The court explained that it agreed with the defendants’ argument that nothing in section 10a(c) conditioned awarding fees to a prevailing defendant on the existence of bad faith by the plaintiff, and that it also agreed with the plaintiff’s argument that section 10a(c) does not expressly restrict or limit the court’s discretion on whether to award fees.52 Therefore, the court found that it must look beyond the language of the statute and examine its provisions in light of the entire statute, while keeping in mind the legislature’s intent and the evils it sought to remedy.53

The court reiterated its own findings from Cruz v. Northwestern Chrysler Plymouth Sales, Inc.54 that in consumer fraud cases the amount incurred by plaintiffs for attorney fees can easily out weight the amount recovered for actual damages.55 The court reasoned that plaintiffs would be reluctant to bring claims for consumer fraud violations because any potential recovery for damages could easily be consumed by attorney fees.56 Thus, the court noted that the allowance of attorney fees to prevailing plaintiffs is necessary to encourage plaintiffs who have causes of action to sue and thereby discourage unfair or fraudulent methods of business.57

The court explained that the reasons for allowing attorney fees to a prevailing defendant are different than the reasons for allowing attorney fees to a prevailing plaintiff.58 The court referenced Haskell for the proposition that the award of attorney fees to prevailing defendants was meant to deter bad-faith conduct by plaintiffs and to reimburse defendants when such bad-faith conduct did occur.59 Therefore, the court found that allowing fees to defendants only in situations where bad faith by the plaintiff is shown is consistent with the purposes of the Consumer Fraud Act.60 The court opined that without this stricter standard for the award of defendant’s attorney fees, a plaintiff with a legitimate claim could be forced to pay a defendant’s attorney fees simply because the plaintiff “lost at trial on the proofs.”61 The court stated that such a potential penalty would be deterrent to filing a consumer fraud action and would defeat the purpose of the Act.62

The court also took time to respond to an argument presented by the defendant that to only allow fees to a defendant when bad faith by the plaintiff is shown unfairly shifts the balance of fairness in consumer fraud cases to favor the plaintiff.63 The court countered that although the award of fees to plaintiffs is discretionary, not mandatory, the award of fees to a prevailing plaintiff is more likely than to a prevailing defendant.64 However, the court explained that such was the result of the remedial function of the Consumer Fraud Act, not a distortion of the statute.65 The court also noted that a prevailing plaintiff is a more worthy candidate to receive reimbursement for fees because he or she has proven the defendant’s guilt, while a successful defendant may have not proven anything more than that the plaintiff’s efforts were unsuccessful.66

Having determined that fees should be awarded to the defendants only when bad faith by the plaintiff is shown, the court went on to examine the standard that governs a bad-faith finding.67 Previous appellate court cases had ruled that Supreme Court Rule 137 provided theappropriate standard upon which to judge bad faith.68 On this issue, however, the court agreed with the defendant and held that a defendant should not be limited by Rule 137 in proving a plaintiff’s bad faith.69 Though the court found Rule 137 and its case law to be instructive, it ruled that the failure to prove bad faith under Rule 137 is not fatal to a defendant’s claim for attorney fees.

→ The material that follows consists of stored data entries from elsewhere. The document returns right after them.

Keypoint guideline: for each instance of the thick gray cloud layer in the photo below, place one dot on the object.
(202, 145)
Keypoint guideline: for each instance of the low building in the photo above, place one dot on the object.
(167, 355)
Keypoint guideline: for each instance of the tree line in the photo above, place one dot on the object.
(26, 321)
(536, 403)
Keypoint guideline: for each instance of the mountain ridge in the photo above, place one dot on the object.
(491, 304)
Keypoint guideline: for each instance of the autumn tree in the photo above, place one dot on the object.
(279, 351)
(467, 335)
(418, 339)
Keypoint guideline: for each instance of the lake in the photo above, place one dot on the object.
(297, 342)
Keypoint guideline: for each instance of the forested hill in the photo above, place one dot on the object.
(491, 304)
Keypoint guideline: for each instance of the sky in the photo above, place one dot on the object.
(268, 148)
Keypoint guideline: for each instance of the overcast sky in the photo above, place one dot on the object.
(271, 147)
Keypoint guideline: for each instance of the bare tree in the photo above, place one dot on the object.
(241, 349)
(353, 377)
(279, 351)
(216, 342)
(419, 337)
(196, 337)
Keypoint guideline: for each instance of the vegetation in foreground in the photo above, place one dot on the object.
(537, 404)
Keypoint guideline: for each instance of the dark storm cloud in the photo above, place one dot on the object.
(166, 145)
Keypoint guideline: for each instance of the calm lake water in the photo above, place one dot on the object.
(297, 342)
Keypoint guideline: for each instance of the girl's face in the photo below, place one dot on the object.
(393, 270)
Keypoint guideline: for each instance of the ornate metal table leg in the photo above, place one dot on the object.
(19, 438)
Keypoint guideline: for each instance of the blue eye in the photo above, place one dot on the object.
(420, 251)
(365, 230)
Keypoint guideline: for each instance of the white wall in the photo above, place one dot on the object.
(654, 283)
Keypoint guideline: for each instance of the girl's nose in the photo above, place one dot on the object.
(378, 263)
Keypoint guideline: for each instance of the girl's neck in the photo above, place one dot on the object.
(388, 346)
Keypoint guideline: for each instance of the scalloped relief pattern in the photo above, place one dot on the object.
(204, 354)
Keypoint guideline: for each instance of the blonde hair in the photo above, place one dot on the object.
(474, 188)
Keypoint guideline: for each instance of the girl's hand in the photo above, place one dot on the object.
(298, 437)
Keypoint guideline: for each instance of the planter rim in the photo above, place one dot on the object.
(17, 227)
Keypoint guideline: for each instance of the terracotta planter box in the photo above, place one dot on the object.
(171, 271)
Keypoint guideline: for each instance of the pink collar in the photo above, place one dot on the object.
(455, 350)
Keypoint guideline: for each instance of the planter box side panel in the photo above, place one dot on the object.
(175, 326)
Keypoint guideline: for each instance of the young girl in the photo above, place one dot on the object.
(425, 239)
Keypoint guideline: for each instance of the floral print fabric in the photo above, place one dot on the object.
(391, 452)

The conclusion stemming from these cases is that a plaintiff’s counsel need not worry too much about the scenario in which his or her client may be held liable for the defendant’s attorney’s fees. While the award of attorney fees to defendants is still discretionary, it seems unlikely that circuit courts will be willing to assess fees against a plaintiff who has survived the initial round of dispositive motions.